Rosa clavó sus ojos, llenos de lágrimas contenidas, en los de su madre, quien le devolvió una mirada irascible. -He conocido a un chico muy guapo, he conocido un chico muy guapo… – habló doña Eulalia, remedando en tono despreciativo las últimas palabras que habían sido escritas en el diario secreto de Rosa-… ¿Te parece bonito? Eres una descocada, y una desagradecida. ¿Se te ha olvidado para lo que te hemos educado? Desde luego no para que te fijes en un andrajoso, sino para que te cases con alguien importante, igual que tu hermana ha de ser quien me cuide; ten por seguro que de eso ya me encargaré yo. De momento, se acabaron las vacaciones; te vuelves a la residencia; ya he mandado aviso a Sor Magdalena. Y por tu bien, te recomiendo que te olvides para siempre de ese pordiosero que huele a cochino, o me sueñas, vaya que si me sueñas, y todos los días de tu vida; ¡por estas! – Juramentó Doña Eulalia.

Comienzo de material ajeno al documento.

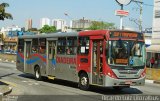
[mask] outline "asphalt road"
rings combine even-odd
[[[134,86],[116,91],[111,87],[91,86],[89,91],[82,91],[77,83],[64,80],[36,81],[33,75],[23,74],[16,70],[15,64],[0,63],[0,80],[4,81],[13,90],[10,96],[18,96],[20,101],[35,100],[64,100],[64,101],[98,101],[103,96],[126,96],[126,95],[160,95],[160,85],[146,83],[145,86]],[[69,100],[67,100],[69,99]]]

Años más tarde, Rosa fue obligada a casarse con el marquesito de Cruzvaguada. La boda fue sonada en toda la comarca, pero la relación que mantuvieron fue un helero donde no germinaron ni emociones ni sentimientos dignos de mención. Rosa aún se pregunta cómo pudo quedarse embarazada tres veces, una suerte de la naturaleza a la vista de la frialdad del esposo, y no ya solo en las relaciones íntimas, sino en el trato cercano con ella, rayano con el desprecio.
Cuando termina de leer la primera de las cartas que le escribió Manuel, Rosa se estremece por dentro, sus entrañas removidas por una inusual sensación. Las palabras escritas en ella le hacen sentirse amada de verdad, y deseada con pasión y ternura por vez primera en su vida.